Ces expérimentations pourraient être généralisées à d’autres formations professionnelles et à l’ensemble des structures d’accompagnement vers la sortie. Mais même si c’était le cas, cela ne concernerait à terme que 3% des plus de 74 000 personnes détenues.
Comme le soulignait le collectif « Internet en prison » dans une tribune en mars dernier (Lire la tribune ici), « l’accès à Internet entre les murs est ainsi pensé de manière marginale et morcelée. Condition de l’effectivité de nombreux droits, il devrait au contraire être abordé comme un projet global, et devenir la règle et non l’exception.

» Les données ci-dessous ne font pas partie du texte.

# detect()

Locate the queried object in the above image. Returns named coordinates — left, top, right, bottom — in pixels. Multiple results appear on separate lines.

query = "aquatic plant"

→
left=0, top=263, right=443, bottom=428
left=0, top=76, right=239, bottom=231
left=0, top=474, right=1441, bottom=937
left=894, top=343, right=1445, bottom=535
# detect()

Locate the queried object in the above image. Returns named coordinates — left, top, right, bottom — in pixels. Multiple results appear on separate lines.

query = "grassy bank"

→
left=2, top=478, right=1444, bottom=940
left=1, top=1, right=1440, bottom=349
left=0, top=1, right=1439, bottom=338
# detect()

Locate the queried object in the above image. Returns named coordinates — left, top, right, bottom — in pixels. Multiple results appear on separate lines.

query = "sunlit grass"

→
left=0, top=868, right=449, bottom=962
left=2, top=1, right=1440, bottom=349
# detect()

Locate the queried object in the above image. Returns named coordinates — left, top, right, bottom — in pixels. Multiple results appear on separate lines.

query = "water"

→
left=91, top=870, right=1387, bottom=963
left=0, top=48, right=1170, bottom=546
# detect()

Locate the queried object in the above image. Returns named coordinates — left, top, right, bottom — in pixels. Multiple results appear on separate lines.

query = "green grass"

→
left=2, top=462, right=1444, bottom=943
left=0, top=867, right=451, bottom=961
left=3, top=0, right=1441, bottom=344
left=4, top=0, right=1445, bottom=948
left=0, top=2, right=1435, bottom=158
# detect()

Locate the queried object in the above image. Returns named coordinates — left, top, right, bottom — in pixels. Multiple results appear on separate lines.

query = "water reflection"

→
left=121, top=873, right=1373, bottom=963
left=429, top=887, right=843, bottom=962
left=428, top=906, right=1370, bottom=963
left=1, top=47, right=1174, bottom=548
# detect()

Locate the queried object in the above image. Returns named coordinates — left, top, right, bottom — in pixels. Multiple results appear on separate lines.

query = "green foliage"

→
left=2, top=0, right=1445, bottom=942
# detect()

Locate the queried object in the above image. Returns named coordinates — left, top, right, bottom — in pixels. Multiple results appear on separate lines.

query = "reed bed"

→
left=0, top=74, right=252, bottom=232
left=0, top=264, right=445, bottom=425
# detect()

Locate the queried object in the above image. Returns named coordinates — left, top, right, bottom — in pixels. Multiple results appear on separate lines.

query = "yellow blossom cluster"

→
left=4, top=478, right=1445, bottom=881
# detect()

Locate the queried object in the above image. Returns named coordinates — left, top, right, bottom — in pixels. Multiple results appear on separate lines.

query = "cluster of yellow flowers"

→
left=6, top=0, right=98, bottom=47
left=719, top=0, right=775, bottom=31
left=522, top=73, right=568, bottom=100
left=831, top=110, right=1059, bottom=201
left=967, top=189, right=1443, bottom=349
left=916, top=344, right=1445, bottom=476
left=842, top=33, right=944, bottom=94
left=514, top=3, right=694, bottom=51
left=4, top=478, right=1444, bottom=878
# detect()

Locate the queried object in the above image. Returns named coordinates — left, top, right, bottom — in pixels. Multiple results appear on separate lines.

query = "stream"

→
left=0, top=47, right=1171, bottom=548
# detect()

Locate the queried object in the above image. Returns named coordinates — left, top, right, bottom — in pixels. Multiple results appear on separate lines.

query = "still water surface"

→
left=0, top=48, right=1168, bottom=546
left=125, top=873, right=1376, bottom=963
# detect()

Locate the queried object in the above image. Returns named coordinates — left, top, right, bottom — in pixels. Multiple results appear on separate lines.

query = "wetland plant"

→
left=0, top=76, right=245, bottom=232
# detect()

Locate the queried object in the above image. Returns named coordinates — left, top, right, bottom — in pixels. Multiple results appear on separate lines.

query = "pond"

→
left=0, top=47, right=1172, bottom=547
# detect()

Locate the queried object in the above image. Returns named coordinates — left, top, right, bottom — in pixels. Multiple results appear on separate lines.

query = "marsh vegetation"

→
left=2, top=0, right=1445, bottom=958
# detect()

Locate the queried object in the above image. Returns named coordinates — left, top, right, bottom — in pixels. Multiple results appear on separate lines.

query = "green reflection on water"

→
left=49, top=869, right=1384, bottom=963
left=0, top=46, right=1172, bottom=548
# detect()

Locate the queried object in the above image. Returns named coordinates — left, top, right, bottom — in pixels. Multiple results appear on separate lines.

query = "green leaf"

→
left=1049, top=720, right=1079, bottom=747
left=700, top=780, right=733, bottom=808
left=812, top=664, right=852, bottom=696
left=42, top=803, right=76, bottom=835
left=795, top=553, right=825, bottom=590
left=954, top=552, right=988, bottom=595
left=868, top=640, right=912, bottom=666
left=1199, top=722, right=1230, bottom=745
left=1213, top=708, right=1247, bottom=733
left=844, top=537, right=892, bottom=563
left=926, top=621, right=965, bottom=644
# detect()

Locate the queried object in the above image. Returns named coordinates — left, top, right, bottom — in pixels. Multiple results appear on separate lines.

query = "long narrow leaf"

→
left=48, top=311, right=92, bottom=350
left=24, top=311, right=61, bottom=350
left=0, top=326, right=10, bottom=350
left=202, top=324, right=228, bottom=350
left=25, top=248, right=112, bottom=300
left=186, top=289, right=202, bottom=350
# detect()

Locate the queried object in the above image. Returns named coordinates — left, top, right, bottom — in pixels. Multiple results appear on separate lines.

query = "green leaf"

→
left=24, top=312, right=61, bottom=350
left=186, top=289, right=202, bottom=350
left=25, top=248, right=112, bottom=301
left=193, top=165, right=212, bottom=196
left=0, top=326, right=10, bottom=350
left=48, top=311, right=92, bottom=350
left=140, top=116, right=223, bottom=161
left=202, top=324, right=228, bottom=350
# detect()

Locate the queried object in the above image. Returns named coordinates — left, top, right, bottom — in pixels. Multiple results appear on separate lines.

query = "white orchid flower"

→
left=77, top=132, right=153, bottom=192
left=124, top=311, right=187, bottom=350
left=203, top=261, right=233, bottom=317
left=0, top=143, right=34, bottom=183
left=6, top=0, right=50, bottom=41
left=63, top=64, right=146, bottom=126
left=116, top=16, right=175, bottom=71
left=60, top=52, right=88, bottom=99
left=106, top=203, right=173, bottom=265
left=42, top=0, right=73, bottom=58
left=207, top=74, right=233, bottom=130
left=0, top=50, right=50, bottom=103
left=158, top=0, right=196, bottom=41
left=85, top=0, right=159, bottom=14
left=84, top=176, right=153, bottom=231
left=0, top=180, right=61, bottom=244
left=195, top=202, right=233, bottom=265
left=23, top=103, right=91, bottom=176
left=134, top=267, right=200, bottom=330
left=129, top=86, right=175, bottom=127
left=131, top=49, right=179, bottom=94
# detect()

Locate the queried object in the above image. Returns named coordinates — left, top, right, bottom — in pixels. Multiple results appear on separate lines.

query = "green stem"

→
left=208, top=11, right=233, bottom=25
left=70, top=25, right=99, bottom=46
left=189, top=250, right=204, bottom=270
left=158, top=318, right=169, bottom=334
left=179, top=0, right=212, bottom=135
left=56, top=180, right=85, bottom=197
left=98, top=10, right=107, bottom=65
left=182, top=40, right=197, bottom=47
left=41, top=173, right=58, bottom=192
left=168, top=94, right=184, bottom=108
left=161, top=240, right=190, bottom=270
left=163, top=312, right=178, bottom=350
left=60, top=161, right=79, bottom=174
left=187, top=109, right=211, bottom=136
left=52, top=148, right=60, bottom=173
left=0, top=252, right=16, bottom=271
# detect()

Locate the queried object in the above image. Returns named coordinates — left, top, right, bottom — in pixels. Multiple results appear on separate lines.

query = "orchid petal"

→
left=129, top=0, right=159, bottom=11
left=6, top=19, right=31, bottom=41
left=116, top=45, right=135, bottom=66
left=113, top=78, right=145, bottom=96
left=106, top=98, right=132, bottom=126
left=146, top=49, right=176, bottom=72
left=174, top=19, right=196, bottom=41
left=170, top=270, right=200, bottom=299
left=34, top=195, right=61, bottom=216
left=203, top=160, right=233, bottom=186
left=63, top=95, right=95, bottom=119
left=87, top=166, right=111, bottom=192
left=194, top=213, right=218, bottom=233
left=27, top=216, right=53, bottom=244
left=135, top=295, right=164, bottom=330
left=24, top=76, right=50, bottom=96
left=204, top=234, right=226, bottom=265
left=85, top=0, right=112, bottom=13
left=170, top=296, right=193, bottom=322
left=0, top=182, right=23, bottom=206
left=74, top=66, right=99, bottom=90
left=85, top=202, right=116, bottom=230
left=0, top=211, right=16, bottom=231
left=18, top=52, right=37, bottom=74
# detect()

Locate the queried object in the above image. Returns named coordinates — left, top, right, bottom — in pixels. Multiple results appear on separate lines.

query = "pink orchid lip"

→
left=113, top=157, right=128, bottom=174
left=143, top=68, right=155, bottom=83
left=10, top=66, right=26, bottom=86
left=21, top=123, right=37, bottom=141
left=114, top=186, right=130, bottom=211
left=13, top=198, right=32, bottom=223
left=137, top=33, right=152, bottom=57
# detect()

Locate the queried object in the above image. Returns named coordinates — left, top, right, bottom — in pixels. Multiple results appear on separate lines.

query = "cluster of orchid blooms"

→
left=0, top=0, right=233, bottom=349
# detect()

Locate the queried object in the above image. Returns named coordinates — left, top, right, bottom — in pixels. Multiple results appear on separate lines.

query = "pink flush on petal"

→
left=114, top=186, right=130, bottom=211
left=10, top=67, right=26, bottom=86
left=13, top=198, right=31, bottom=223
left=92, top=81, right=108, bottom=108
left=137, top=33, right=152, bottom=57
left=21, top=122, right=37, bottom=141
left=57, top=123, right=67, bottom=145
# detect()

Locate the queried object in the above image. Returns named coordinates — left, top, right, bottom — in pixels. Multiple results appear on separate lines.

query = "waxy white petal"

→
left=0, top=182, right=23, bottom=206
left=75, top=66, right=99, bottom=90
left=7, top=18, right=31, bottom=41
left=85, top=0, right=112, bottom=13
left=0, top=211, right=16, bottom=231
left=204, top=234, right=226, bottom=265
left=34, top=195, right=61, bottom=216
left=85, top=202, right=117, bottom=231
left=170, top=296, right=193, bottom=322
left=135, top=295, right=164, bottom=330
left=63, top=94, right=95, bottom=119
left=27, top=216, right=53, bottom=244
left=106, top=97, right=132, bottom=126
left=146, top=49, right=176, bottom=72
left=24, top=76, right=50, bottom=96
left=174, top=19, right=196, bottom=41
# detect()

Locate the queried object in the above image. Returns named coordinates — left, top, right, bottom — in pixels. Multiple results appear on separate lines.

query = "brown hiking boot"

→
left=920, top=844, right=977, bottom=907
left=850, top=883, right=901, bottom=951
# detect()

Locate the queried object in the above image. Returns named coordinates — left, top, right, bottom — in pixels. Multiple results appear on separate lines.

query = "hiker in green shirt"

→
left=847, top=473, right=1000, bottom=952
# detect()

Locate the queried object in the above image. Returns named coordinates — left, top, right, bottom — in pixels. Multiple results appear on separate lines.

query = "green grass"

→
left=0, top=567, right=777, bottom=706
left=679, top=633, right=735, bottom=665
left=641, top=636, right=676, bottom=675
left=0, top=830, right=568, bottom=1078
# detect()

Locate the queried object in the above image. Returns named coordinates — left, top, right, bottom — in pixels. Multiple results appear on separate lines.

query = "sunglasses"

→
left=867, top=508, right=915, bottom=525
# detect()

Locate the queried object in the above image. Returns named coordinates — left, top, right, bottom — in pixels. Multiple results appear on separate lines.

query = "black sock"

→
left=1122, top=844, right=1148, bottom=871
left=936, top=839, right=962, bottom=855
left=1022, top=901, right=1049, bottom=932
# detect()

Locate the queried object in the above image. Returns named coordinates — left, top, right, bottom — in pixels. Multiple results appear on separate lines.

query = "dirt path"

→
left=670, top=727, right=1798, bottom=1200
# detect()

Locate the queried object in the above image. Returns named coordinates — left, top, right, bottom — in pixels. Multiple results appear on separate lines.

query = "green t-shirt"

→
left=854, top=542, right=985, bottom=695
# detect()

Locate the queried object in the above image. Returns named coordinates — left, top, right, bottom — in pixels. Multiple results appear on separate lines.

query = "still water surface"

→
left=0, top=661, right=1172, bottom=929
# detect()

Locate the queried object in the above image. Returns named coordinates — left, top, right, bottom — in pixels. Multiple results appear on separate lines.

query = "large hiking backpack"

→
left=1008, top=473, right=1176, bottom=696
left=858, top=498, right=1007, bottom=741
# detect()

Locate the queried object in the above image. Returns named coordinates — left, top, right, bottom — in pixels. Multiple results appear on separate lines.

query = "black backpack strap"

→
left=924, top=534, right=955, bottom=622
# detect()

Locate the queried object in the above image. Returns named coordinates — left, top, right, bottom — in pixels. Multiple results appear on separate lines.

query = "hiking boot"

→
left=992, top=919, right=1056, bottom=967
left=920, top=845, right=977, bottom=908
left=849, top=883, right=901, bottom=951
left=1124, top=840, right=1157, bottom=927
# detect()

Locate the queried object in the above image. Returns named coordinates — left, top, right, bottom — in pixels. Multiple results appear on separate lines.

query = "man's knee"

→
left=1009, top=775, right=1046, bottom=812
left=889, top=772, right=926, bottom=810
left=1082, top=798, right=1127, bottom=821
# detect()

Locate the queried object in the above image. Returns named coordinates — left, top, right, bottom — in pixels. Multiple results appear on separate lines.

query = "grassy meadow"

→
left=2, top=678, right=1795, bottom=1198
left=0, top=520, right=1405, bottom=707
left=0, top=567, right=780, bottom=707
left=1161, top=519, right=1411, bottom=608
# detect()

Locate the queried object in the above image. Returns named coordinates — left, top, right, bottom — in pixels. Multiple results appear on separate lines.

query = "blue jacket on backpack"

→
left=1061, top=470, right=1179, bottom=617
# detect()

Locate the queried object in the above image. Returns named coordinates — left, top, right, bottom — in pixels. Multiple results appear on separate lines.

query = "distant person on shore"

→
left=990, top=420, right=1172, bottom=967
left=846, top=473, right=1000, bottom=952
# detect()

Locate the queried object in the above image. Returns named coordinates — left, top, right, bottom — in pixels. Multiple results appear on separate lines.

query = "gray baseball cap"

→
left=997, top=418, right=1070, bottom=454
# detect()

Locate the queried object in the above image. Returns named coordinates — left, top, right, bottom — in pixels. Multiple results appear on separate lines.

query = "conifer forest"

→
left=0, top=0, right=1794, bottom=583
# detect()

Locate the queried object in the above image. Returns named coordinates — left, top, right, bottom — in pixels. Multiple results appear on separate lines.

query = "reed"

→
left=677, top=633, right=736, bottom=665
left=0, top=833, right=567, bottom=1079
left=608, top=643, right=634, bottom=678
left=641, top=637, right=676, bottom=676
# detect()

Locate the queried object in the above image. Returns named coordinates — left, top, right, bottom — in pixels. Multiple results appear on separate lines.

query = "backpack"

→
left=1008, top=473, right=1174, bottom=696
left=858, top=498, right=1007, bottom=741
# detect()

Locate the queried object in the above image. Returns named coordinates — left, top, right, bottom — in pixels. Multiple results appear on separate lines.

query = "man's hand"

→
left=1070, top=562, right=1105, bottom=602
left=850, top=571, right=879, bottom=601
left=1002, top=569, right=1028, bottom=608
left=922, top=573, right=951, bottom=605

Son caractère pluridisciplinaire […] requiert une impulsion politique au plus haut niveau et un pilotage interministériel. » L’autorisation d’Internet en prison dans d’autres pays comme l’Allemagne, l’Australie, la Malaisie, la Suisse ou encore l’Ukraine, le montre, et les experts en cybersécurité sont catégoriques sur ce point : les contraintes de sécurité ne sont pas insurmontables.
En attendant, les personnes détenues continuent de subir les conséquences de cette interdiction d’accéder à Internet en prison. Elles se retrouvent, entre autres, dans l’impossibilité de suivre des enseignements en ligne, de réaliser des démarches administratives ou encore de bénéficier d’informations et d’outils accessibles à tous, notamment pour les personnes allophones ou sourdes. Pourtant, parce que ce lien avec l’extérieur permettrait de leur donner les conditions de préparer – par elles-mêmes – leur sortie et leur réinsertion, et donc de réduire les risques de récidive, ce serait aussi un service rendu à la société dans son ensemble. Omniprésent et incontournable à l’extérieur, l’accès à Internet constituerait un outil d’émancipation, d’autonomisation, de maintien du lien social et d’atténuation de la ségrégation due à l’enfermement physique. Aujourd’hui, comme il y a un an, cette évolution est aussi urgente qu’indispensable.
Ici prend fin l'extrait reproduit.